Pro Trennung: Bei Mädchen kommen dabei erwiesenermaßen bessere Leistungen in naturwissenschaftlichen Fächern und in der Mathematik heraus – und bei den Jungen könnten stärkeres körperliches Abreagieren und klarere Regeln für eine positive Entwicklung – auch in sozialer Hinsicht – förderlich sein.
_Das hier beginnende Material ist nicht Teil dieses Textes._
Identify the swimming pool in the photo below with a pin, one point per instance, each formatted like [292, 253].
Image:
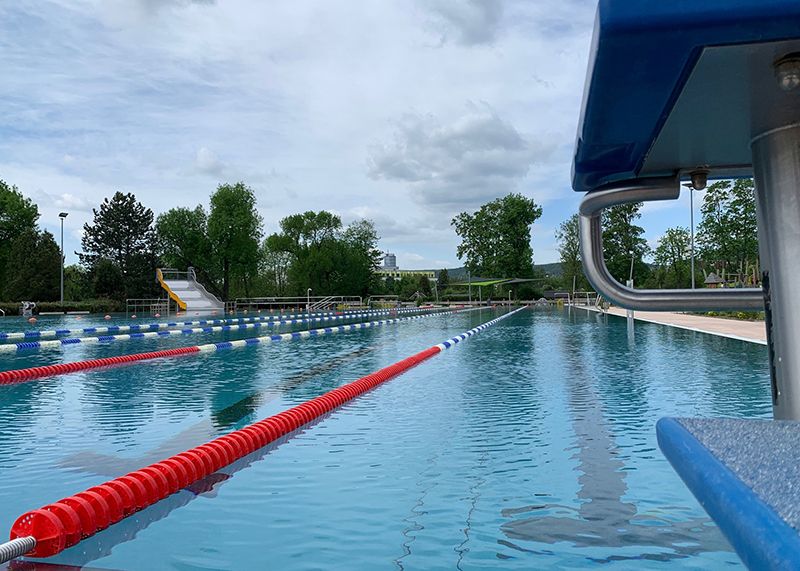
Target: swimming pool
[530, 445]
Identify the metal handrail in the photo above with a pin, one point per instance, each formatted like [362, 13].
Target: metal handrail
[594, 265]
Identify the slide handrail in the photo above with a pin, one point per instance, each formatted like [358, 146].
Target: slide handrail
[172, 294]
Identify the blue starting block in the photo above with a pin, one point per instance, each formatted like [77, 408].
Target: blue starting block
[681, 92]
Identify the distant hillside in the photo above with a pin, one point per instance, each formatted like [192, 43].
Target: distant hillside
[553, 269]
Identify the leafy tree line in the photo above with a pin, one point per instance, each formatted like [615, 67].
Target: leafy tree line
[29, 257]
[125, 242]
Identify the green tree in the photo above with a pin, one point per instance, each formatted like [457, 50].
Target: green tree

“Durch Ansätze des »offenen Unterrichts« und unstrukturierte, auf Harmonie und Konfliktunterdrückung ausgerichtete pädagogische Arbeit, die vielerorts vorherrscht, haben Mädchen bessere Entfaltungsmöglichkeiten als Jungen. Ein gut strukturierter und regelgeleiteter Unterricht, das hat schon die Reformpädagogik in den 1920er Jahren immer wieder betont, schafft klare Erwartungen und drückt gleichzeitig Wertschätzung für jedes Gemeinschaftsmitglied aus. Das brauchen Jungen heute, um sich in die Welt der schulischen Leistung einfügen zu können. Kommt ihnen diese Welt allzu weiblich daher, dann stellen sich bei ihnen Fremdheitsgefühle ein, und sie können keine guten Fachleistungen abliefern.”
Drill für Jungs – Freie Lernräume für Mädels?